Aardlagen – aardrijkskunde/ geschiedenis

Lesdoelen

  • De leerlingen ontdekken de verschillende aardlagen
  • De leerlingen kennen de kenmerken van de verschillende aardlagen

 

 Aansluitend kerndoel

  • Kerndoel 47: De leerlingen leren de ruimtelijke inrichting van de eigen omgeving te vergelijken met die in omgevingen elders, in binnen- en buitenland, vanuit de perspectieven landschap, wonen, werken, bestuur, verkeer, recreatie, welvaart, cultuur en levensbeschouwing. In ieder geval wordt daarbij aandacht besteed aan twee lidstaten van de Europese Unie en twee landen die in 2004  lid werden, de Verenigde Staten en een land in Azië, Afrika en Zuid-Amerika.

 

Materialen

  • Computers
  • A3 formaat gekleurd papier
  • Teken spullen

Duur van de les

50-60 minuten

 

Deze les gaat verder op de les die in groep 5/6 gegeven kan worden over bodemsoorten. In die les hebben de leerlingen de verschillende bodemsoorten in het Erasmuspark onderzocht. In deze les gaan de leerlingen zelf op onderzoek uit naar de verschillende lagen van de aarde.
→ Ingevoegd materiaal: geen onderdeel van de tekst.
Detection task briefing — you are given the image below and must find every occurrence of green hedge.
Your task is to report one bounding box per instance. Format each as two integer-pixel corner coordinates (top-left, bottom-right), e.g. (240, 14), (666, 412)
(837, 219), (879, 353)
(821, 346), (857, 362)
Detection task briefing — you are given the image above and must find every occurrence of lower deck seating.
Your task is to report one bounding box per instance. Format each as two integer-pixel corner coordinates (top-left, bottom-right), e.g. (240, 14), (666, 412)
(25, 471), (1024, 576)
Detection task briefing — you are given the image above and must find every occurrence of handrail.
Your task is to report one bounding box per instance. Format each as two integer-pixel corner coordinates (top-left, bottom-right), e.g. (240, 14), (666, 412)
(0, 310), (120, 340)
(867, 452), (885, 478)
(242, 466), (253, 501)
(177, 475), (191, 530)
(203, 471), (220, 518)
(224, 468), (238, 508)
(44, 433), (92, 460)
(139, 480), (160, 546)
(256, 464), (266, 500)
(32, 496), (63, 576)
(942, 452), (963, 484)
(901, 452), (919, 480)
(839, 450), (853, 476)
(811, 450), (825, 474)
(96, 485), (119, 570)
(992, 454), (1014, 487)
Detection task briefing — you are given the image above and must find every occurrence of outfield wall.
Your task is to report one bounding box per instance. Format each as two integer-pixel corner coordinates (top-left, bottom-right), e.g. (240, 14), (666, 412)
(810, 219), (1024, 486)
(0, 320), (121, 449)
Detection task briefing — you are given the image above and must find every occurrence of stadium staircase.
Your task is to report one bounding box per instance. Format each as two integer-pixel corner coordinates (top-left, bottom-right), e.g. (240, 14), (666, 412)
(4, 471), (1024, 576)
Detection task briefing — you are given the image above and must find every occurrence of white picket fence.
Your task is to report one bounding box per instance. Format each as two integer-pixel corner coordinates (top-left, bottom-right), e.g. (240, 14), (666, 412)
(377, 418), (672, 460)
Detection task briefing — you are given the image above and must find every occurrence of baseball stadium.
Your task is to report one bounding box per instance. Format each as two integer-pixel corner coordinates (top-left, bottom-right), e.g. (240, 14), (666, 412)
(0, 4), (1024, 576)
Begin de les met het herhalen van wat de leerlingen in groep 5/6 hebben behandeld. Benoem de verschillende bodemsoorten. En vertel dat deze bodemsoorten zich bevinden in een bepaalde laag van de aarder en dat de aarde nog veel meer lagen heeft. Vertel de leerlingen dat zij in deze les zelf gaan onderzoeken welke lagen de aarde heeft en wat de kenmerken zijn van elke laag.

Dit gaan de leerlingen in groepjes uitvoeren. Elk groepje krijgt een gekleurd A3 vel waarop ze de dingen die ze gevonden hebben kunnen weergeven. Bespreek van te voren op welke manier de leerlingen informatie kunnen vinden. De leerlingen kunnen op zoek in boeken, maar ook op het internet. Bedenk samen met de leerlingen een aantal zoektermen die ze kunnen gebruiken om aan informatie te komen. De informatie die de leerlingen vinden verwerken ze op het A3 vel. Ze maken er een mooie informatieve poster van

Na de uitleg kunnen de leerlingen zelfstandig aan de slag. Laat de leerlingen zo vrij mogelijk en help ze alleen daar waar nodig is. Na afloop presenteren de leerlingen aan elkaar hun posters.